My uncle has asked me to select a digital camera for him so he can photograph his coin and stamp collection one by one.  He'd like to spend less than $200.  Which camera would you recommend?


----------



## Trever1t

I'd recommend looking on the local trader lists for a decent used camera. $200 isn't much of a budget.


----------



## D-B-J

Trever1t said:


> I'd recommend looking on the local trader lists for a decent used camera. $200 isn't much of a budget.


 
:thumbup:


----------



## MissCream

I had a cheap little Sony Cybershot DSC-W70 (I think that was the model) and it was decent on the macro setting  Good enough to take pictures of stamps anyway. Here are some examples (awful pictures but they were from 2007 and I new nothing about photography!)


----------



## Josh66

For coins & stamps, I think I'd be looking at scanners, not cameras.


----------



## Overread

O|||||||O said:


> For coins & stamps, I think I'd be looking at scanners, not cameras.

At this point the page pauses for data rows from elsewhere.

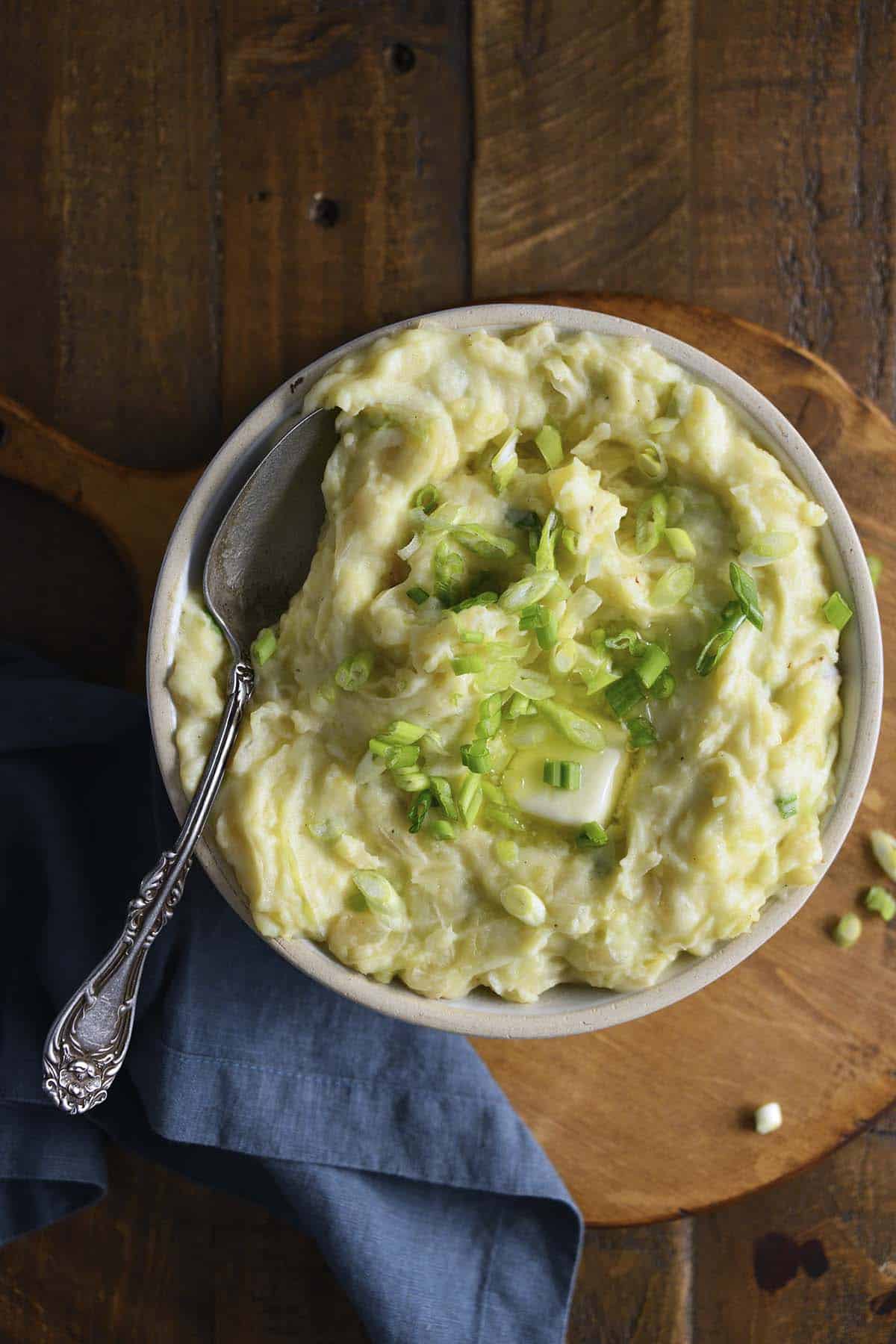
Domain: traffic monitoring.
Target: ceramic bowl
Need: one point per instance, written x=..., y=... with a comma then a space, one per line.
x=567, y=1008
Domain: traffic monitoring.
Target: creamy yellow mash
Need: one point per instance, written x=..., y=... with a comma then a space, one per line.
x=520, y=726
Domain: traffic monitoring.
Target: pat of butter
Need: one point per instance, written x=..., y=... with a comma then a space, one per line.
x=593, y=801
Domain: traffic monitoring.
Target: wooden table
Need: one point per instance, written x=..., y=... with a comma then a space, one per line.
x=200, y=196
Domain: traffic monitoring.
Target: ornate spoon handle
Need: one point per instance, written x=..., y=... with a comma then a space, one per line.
x=87, y=1042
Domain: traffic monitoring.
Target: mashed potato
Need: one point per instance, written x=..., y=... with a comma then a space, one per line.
x=521, y=725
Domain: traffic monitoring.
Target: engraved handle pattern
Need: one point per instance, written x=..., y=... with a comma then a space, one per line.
x=87, y=1042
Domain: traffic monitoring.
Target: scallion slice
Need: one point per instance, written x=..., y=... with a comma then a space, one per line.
x=625, y=695
x=650, y=523
x=550, y=445
x=837, y=612
x=354, y=671
x=641, y=732
x=428, y=497
x=652, y=665
x=593, y=836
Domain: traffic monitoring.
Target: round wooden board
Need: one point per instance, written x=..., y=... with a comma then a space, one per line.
x=653, y=1119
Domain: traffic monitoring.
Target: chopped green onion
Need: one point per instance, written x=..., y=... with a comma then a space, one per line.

Stamps yes, but wouldn't coins pose a scratch risk on the glass scanner surface?


----------



## photoforumrocks

> For coins & stamps, I think I'd be looking at scanners, not cameras.


His coins and stamps are each in a plastic protector and he says his scanner causes a terrible reflection.


----------



## Josh66

Overread said:


> O|||||||O said:
> 
> 
> 
> For coins & stamps, I think I'd be looking at scanners, not cameras.
> 
> 
> 
> 
> Stamps yes, but wouldn't coins pose a scratch risk on the glass scanner surface?
Click to expand...

Possibly, but I think the glass is hard enough to take it. Even if you had to buy a new one every six months (which I think is highly unlikely), that's still cheaper than a camera & macro lens, or even most P&S cameras...



photoforumrocks said:


> For coins & stamps, I think I'd be looking at scanners, not cameras.
> 
> 
> 
> His coins and stamps are each in a plastic protector and he says his scanner causes a terrible reflection.
Click to expand...

Could be a scanner specific problem...  I've scanned glossy/plastic coated stuff on mine and didn't have any issues.  Something to look into at least.

It could also be the software, and not necessarily the scanner.


----------



## rateeg

get the underrated kodak easyshares.


----------



## Ron Evers

A point & shoot bridge camera is ideal for macro.  If you could get a used Canon S5 IS he would not be disappointed.

Here are a couple examples I took with one:


----------



## photoforumrocks

> A point & shoot bridge camera is ideal for macro.


I just read about that on Wikipedia.  I wonder if a bridge camera would be too complicated for him.  He's in his 70s and just able to get around on the computer.  He needs something really simple.  His fingers are quite oversized too.  Is a bridge camera point and shoot or would he need to adjust settings?



> If you could get a used Canon S5 IS he would not be disappointed.


Thank you.  It looks like we could get one of those used on eBay for about $200 so that might be just right.  Any other opinions on this one?


----------



## dmtx

Consider the Canon SX130.  I have the SX100 and it has good macro capabilities.  You will need a tripod for quality work.


----------



## Ron Evers

"  Is a bridge camera point and shoot or would he need to adjust settings?"

I think any P&S camera can be used in full auto.


----------